“Ha retornado en Europa la idea de volver a poner un precio tope a los commodities, como si el problema fuera el precio. Desde la América del Sur les decimos que se queden tranquilos, que vamos a proveer seguridad alimentaria, y que el mundo no está así por ese precio, sino por la inseguridad financiera que ellos generaron.”
La presidenta Cristina Fernández se hizo eco ayer de los anticipos de que Francia estudiaba pedir una reunión urgente del G-20 para analizar el alza de los commodities y, después, la advertencia del Banco Mundial, que pidió regular los mercados para evitar que aumente el precio de los alimentos.
Y el reclamo vino desde Brasilia, durante el acto de ingreso de Venezuela como socio pleno del Mercosur, un bloque caracterizado por la producción de materia prima.
Cristina Fernández sostuvo que “ha retornado nuevamente desde la Europa en crisis la idea de poner un precio tope a los commodities”. “Desde la autoridad que nos da ser los mayores productores alimentarios, les decimos que se queden tranquilos, que vamos a proveer a la seguridad alimentaria”, advirtió.
Pero resaltó que “el mundo no está así por la soja, el trigo o el maíz, sino por la inseguridad financiera, que la hicieron ellos con los bonos basura”.
“Cada vez se va desnudando más que la crisis fue originada en los grandes centros financieros”, remarcó.
Francia, bajo la presidencia de Nicolas Sarkozy, hizo un primer intento por introducir en el G-20 la discusión para regular los mercados de commodities tras el alza que siguió a la crisis del 2008. En esa oportunidad, también fue acompañada por el Banco Mundial, que expresó la preocupación por el impacto en los países más pobres.
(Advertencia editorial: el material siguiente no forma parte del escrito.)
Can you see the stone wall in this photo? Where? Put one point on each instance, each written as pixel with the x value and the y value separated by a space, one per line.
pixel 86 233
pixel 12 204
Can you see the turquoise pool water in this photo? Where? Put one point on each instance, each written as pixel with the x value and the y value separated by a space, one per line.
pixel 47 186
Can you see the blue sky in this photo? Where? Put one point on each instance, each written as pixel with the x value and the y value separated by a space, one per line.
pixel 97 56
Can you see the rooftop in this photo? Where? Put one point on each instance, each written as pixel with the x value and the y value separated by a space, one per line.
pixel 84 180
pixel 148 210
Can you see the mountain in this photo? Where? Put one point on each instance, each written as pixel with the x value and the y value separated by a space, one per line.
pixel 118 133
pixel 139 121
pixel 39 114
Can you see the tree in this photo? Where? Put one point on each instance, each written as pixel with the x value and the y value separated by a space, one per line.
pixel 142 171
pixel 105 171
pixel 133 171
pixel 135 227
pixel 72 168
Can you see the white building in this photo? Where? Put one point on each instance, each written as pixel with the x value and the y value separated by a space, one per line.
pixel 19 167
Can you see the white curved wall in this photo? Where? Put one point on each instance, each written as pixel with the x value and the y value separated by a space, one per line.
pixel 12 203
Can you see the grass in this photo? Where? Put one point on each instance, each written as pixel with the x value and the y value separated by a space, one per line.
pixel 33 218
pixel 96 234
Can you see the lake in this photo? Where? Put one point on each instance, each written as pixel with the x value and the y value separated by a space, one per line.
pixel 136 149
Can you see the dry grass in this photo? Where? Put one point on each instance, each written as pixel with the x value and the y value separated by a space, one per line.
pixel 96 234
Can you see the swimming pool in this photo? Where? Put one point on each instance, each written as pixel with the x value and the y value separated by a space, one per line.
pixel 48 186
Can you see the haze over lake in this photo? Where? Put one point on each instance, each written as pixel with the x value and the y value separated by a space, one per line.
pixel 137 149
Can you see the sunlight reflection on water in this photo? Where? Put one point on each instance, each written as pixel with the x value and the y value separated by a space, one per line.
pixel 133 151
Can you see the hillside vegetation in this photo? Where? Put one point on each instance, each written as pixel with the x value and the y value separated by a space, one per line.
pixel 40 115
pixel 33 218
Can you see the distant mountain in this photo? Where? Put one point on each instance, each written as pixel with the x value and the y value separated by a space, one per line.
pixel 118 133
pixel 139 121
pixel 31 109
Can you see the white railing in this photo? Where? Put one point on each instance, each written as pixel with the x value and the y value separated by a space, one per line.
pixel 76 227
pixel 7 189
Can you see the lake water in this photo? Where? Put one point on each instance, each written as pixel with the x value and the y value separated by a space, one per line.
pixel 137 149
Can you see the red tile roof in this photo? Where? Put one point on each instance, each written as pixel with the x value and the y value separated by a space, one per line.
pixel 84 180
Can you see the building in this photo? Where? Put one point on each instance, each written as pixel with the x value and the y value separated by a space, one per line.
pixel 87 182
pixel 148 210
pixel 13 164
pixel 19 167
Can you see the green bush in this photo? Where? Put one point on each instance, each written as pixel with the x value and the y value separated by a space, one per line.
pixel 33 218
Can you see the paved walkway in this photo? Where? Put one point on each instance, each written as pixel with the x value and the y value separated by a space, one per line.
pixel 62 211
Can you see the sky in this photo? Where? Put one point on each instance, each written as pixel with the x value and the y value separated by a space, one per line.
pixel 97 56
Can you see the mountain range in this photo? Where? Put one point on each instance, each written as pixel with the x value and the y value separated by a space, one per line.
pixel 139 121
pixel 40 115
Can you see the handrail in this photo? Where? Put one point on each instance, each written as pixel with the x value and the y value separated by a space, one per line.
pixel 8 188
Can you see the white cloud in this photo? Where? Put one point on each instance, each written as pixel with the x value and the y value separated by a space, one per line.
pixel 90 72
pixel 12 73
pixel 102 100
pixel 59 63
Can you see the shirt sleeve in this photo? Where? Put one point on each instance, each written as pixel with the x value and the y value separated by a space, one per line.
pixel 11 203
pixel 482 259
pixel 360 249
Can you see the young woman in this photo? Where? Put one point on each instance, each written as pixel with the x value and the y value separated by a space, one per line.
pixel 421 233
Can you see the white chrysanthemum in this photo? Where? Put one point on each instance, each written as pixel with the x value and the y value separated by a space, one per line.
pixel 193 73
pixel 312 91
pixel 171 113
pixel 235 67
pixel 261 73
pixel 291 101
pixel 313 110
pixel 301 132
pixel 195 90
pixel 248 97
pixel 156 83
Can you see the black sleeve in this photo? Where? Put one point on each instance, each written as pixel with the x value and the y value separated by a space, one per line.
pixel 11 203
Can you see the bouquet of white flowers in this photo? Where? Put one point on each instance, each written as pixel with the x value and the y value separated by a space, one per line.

En ese entonces, la Argentina y Brasil lideraron la ofensiva de los países productores, que logró poner fin a la iniciativa.
Según publicó diario Bae, con la nueva etapa de la crisis global y el impacto de la sequía en los Estados Unidos, los commodities agropecuarios recuperaron los precios y superaron los techos del 2008. Y Francia, ahora con la presidencia de François Hollande, insiste con la idea de regular los mercados.
La Presidenta le respondió desde Brasilia, acompañada por la anfitriona Dilma Rousseff, el uruguayo José Mujica y el venezolano Hugo ChávezLa jefa del Estado sostuvo que parte de la crisis se puede explicar por “los grandes paraísos fiscales, donde están u$s400 billones, muchos de ellos provenientes de nuestros países”. “Les decimos que se queden tranquilos, que vamos a producir más y mejores alimentos. Que lo que nosotros les pedimos a ellos es seguridad financiera: basta de paraísos fiscales, basta de seguir protegiendo a los que fugan divisas de sus países”, remarcó.
Describió que la existencia de “ochenta paraísos fiscales en el mundo, donde hay u$s400 billones, muchos fugados de nuestras propias economías, que fugaron no por la corrupción política sino por la evasión fiscal”.
La Presidenta también dijo que la globalización está poniendo “al descubierto cómo es la trama del poder en este mundo”, en una época en la cual se verán grandes cambios históricos.
“Lo que está en crisis además de la economía mundial es la cuestión del poder, y no hablo del poder popular, del poder de los partidos políticos que van a elecciones cada dos años”, indicó en Brasilia.
“Hablo del poder de los que no van a elecciones, de las grandes corporaciones, mediáticas y financieras, al que no lo elige nadie, pero que nos juzga a todos nosotros, los que sí somos elegidos”, dijo.